Guideline recommendations for the management of prediabetes and Type 2 diabetes have been published from The American Association of Clinical Endocrinologists (AACE) and the American College of Endocrinology (ACE). These algorithms include treatments for CVD risk factors, and recommendations for hyperglycaemia treatment and weight loss. The guidelines also outline the use of metformin for prediabetes treatment, and the use of acarbose (an α-glucosidase inhibitor) following a high-carbohydrate meal to delay digestion and reabsorption of sugars. Acarbose may also reduce the risk of CVD.

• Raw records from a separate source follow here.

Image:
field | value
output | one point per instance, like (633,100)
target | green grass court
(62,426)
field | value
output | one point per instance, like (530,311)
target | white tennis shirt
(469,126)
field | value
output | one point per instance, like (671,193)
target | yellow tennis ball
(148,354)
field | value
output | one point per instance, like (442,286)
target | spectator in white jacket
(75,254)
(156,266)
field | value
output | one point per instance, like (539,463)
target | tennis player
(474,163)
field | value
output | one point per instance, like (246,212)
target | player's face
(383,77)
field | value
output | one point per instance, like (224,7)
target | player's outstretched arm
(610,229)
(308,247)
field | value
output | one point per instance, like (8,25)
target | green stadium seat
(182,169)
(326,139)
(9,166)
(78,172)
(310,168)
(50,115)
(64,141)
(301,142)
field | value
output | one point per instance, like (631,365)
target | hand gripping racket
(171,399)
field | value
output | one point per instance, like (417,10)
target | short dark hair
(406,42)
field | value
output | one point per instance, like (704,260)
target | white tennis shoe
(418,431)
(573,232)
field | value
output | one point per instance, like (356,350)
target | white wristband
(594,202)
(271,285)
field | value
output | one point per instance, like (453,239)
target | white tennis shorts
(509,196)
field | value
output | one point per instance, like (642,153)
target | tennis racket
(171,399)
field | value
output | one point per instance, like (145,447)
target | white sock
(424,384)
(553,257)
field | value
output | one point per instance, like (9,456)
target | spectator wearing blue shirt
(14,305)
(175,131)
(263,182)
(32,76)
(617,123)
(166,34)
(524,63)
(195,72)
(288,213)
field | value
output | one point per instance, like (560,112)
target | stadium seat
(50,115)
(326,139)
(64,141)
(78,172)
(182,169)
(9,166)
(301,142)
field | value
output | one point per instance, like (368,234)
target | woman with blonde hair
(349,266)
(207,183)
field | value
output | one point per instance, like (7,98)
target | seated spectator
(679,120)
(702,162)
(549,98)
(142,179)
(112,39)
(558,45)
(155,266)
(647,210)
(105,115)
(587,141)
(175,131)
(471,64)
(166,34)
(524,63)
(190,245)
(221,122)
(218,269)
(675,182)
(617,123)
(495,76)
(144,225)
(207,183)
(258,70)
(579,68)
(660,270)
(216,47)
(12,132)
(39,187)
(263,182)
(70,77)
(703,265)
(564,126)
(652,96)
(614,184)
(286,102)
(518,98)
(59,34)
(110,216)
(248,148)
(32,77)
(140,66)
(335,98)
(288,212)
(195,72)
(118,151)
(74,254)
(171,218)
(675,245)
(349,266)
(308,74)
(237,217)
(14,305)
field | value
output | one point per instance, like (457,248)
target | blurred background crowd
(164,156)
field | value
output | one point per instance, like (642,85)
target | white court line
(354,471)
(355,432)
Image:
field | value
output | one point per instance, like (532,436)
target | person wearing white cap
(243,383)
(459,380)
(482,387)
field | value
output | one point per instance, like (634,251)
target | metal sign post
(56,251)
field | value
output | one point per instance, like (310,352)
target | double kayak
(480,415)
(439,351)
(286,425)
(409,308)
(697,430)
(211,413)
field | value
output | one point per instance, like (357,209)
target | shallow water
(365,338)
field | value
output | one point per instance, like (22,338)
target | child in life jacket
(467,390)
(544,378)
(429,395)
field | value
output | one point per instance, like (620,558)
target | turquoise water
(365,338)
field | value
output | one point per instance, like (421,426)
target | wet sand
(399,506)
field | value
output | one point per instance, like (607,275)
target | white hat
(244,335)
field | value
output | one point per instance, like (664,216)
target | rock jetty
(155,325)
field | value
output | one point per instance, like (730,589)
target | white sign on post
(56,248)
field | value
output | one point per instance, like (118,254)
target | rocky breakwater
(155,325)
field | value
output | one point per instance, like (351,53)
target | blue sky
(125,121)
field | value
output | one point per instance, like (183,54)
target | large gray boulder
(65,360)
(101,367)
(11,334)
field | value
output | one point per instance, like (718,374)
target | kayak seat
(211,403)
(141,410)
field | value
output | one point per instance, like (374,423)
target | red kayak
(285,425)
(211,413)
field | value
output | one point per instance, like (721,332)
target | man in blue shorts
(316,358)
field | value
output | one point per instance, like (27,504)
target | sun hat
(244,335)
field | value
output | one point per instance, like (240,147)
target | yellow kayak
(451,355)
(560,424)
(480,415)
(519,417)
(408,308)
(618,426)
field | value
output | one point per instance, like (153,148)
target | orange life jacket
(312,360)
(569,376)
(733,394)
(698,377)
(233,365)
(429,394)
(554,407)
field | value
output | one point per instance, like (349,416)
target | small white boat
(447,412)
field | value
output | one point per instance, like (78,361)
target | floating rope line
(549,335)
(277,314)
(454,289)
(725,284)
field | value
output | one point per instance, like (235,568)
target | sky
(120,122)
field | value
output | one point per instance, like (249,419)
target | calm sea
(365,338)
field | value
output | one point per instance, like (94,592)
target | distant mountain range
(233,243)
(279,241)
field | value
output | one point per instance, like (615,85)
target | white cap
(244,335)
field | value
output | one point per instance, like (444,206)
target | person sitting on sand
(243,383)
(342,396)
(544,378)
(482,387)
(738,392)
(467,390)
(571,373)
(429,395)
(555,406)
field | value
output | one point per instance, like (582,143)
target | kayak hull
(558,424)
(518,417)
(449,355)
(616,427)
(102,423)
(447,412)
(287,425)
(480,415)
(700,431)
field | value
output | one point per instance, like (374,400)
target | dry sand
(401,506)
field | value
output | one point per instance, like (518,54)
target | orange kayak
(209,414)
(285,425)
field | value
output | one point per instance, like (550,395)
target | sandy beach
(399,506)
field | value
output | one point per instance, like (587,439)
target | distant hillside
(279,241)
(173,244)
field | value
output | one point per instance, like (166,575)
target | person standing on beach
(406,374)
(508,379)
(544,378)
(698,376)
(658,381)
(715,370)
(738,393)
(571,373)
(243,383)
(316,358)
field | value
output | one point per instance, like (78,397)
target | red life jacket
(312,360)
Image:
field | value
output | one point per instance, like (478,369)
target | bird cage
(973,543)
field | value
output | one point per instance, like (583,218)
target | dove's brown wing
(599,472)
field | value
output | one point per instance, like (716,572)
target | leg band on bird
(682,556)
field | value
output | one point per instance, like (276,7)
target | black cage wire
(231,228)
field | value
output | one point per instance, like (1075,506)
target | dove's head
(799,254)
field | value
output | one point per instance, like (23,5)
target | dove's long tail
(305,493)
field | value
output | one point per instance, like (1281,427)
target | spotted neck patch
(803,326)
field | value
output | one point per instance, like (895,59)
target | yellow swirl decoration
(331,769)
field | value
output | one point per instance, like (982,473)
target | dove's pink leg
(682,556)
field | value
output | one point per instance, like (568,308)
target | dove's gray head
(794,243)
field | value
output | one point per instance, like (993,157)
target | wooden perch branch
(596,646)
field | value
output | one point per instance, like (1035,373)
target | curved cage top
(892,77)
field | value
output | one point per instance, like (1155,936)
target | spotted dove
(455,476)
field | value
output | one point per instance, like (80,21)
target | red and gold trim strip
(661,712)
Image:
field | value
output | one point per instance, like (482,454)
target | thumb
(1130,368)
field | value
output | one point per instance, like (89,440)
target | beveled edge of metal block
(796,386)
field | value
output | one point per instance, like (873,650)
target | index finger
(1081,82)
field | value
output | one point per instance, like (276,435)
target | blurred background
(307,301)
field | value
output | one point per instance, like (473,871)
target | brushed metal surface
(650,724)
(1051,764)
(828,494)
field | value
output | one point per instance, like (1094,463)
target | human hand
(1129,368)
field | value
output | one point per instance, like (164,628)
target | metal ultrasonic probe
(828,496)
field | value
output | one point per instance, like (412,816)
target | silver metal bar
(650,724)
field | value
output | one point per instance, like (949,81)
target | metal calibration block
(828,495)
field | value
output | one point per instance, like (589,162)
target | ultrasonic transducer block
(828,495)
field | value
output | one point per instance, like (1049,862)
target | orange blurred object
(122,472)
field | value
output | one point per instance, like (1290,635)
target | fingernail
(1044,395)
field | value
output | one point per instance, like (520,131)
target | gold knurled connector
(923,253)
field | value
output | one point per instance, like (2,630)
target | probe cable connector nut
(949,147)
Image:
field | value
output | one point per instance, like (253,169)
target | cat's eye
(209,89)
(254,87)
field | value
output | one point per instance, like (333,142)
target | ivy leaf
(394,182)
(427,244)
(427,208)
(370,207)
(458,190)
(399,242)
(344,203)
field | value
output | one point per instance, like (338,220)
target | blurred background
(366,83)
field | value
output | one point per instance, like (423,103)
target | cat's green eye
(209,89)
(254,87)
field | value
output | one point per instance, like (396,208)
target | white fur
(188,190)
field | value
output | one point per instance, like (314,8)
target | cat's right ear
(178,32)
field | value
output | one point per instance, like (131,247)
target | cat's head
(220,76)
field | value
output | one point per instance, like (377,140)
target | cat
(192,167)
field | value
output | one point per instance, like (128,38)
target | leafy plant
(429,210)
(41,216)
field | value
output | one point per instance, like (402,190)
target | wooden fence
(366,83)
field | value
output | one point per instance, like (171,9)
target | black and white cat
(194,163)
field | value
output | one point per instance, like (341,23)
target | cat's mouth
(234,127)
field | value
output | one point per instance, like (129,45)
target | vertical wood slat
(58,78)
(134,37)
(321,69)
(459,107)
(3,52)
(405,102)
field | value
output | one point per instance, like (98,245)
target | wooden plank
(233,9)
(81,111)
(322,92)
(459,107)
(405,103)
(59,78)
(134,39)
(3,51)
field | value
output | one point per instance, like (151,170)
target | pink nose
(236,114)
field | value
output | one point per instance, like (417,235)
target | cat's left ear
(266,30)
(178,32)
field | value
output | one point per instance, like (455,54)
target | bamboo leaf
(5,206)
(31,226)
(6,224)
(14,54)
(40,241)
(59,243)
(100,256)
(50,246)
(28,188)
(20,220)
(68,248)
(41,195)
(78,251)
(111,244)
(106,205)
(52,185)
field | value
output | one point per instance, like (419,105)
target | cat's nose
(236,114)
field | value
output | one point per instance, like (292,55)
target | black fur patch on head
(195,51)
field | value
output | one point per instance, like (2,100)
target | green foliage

O’Toole concluded by saying: “Significant physiological, metabolic, and biochemical features are dysregulated in prediabetes. Extensive randomised controlled trials have demonstrated that lifestyle modification can decrease the rate of progression from prediabetes to diabetes in short term. Early detection and intervention is vitally important for prevention of prediabetes progression to diabetes and to help decrease micro- and macrovascular complications.”